Poxvirus membrane biogenesis

Abstract

Poxviruses differ from most DNA viruses by replicating entirely within the cytoplasm. The first discernible viral structures are crescents and spherical immature virions containing a single lipoprotein membrane bilayer with an external honeycomb lattice. Because this viral membrane displays no obvious continuity with a cellular organelle, a de novo origin was suggested. Nevertheless, transient connections between viral and cellular membranes could be difficult to resolve. Despite the absence of direct evidence, the intermediate compartment (ERGIC) between the endoplasmic reticulum (ER) and Golgi apparatus and the ER itself were considered possible sources of crescent membranes. A break-through in understanding poxvirus membrane biogenesis has come from recent studies of the abortive replication of several vaccinia virus null mutants. Novel images showing continuity between viral crescents and the ER and the accumulation of immature virions in the expanded ER lumen provide the first direct evidence for a cellular origin of this poxvirus membrane.

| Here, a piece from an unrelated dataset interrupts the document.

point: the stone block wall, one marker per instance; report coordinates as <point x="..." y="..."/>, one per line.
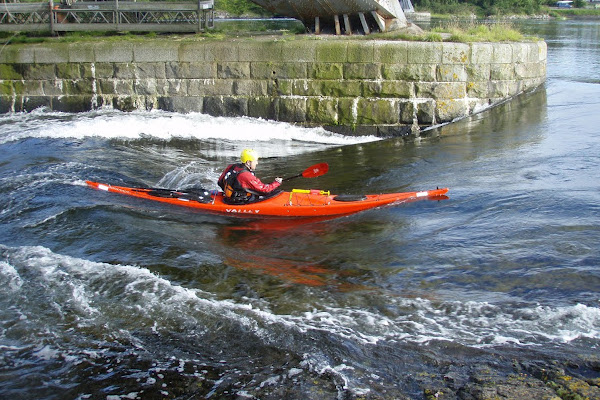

Keywords: Endoplasmic reticulum; Vaccinia virus; Viral membrane proteins; Virus morphogenesis.

Fig. 1

Transmission electron microscopic image of a HeLa cell infected with VACV. Abbreviations: MV, mature virion; IV, immature virion; WV, wrapped virion; EV, extracellular enveloped virion; n, IV with nucleoid. Scale bar at bottom. Provided by A. Weisberg.

Fig. 2

Transmission electron microscopic image of a cell infected with VACV showing IVs forming within a virus factory. Free ends, lipoprotein membrane and D13 scaffold are labeled with arrows. Scale bar at bottom. Provided by A. Weisberg.

Fig. 3

Transmission electron microscopic images of a BS-C-1 cell infected with a VACV L2 deletion mutant showing dense inclusions. Arrows point to short crescents. V, dense inclusion of viroplasm. Inset, high magnification of portion of inclusion. Scale bars shown. Adapted from (Maruri-Avidal et al., 2013a)

Fig. 4

Transmission electron microscopic images of cells infected with a VACV L2 and A30.5 deletion mutants showing association of ER and IV-like structures. (A, B) VACV L2 deletion mutant infection of BS-C-1 cells. (C–F) VACV A30.5 deletion mutant infection of RK-13 cells. Arrows, membrane with spicule layer; Arrowheads, smooth membrane. Scale bars shown. Adapted from (Maruri-Avidal et al., 2013c).

Fig. 5

Model for formation of viral membranes during infection with wild-type (WT) and mutant VACV. L2, A30.5, A11, A17, A14 and D13 refer to VACV proteins; ΔL2, ΔA30.5 and ΔA11 refer to VACV deletion mutants. Adapted from (Maruri-Avidal et al., 2013c).